Edward, the headmaster of the Marjar University, is very busy every day and always forgets the date.
There was one day Edward suddenly found that if Monday was the 1st, 11th or 21st day of that month, he could remember the date clearly in that week. Therefore, he called such week "The Lucky Week".
But now Edward only remembers the date of his first Lucky Week because of the age-related memory loss, and he wants to know the date of the N-th Lucky Week. Can you help him?
Input
There are multiple test cases. The first line of input is an integer T indicating the number of test cases. For each test case:
The only line contains four integers Y, M, D and N (1 ≤ N ≤ 109) indicating the date (Y: year, M: month, D: day) of the Monday of the first Lucky Week and the Edward's query N.
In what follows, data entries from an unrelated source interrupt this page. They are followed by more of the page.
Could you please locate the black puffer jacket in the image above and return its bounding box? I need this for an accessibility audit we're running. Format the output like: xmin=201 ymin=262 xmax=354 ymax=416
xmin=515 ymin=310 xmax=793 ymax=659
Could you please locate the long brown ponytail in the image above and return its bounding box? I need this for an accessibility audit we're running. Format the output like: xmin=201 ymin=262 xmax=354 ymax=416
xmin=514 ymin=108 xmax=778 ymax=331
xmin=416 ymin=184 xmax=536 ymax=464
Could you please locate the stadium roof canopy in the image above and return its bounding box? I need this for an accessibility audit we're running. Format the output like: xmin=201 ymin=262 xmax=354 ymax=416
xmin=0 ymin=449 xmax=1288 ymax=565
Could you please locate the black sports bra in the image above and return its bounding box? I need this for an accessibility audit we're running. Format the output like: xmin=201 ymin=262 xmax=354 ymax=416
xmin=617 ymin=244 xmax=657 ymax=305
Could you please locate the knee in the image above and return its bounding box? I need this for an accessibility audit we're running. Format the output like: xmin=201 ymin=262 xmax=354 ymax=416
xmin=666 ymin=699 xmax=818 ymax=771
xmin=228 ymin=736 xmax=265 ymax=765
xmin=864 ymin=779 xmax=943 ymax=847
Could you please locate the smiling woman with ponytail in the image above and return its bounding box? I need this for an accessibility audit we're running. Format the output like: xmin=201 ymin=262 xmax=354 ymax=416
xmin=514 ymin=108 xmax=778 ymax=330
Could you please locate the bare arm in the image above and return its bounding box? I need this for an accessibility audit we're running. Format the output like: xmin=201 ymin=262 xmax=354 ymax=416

The Monday of the first Lucky Week is between 1st Jan, 1753 and 31st Dec, 9999 (inclusive).
Output
For each case, print the date of the Monday of the N-th Lucky Week.
Sample Input
2 2016 4 11 2 2016 1 11 10
Sample Output
2016 7 11 2017 9 11
Question meaning: If the date of a day is 1,11,21, and this day is Monday, then this week is the lucky week, now give a date (the first lucky week Monday) and n, ask you the nth lucky week What time of the week is, print the Monday of the week.
At the beginning, we still thought that there must be a cycle festival, then leap years will break the balance, and we don’t know the next Monday will become the day of the week, then 400*7 must be a cycle festival, and then I want to look at the table of the first 400 years. , and then play another 400 years later to see the law, and the first one is found. At that time, we started to play the watch in 1753. Later, I thought about it from 0 to 399, and then I tried it. Here is a method to calculate the day of the week for a certain day.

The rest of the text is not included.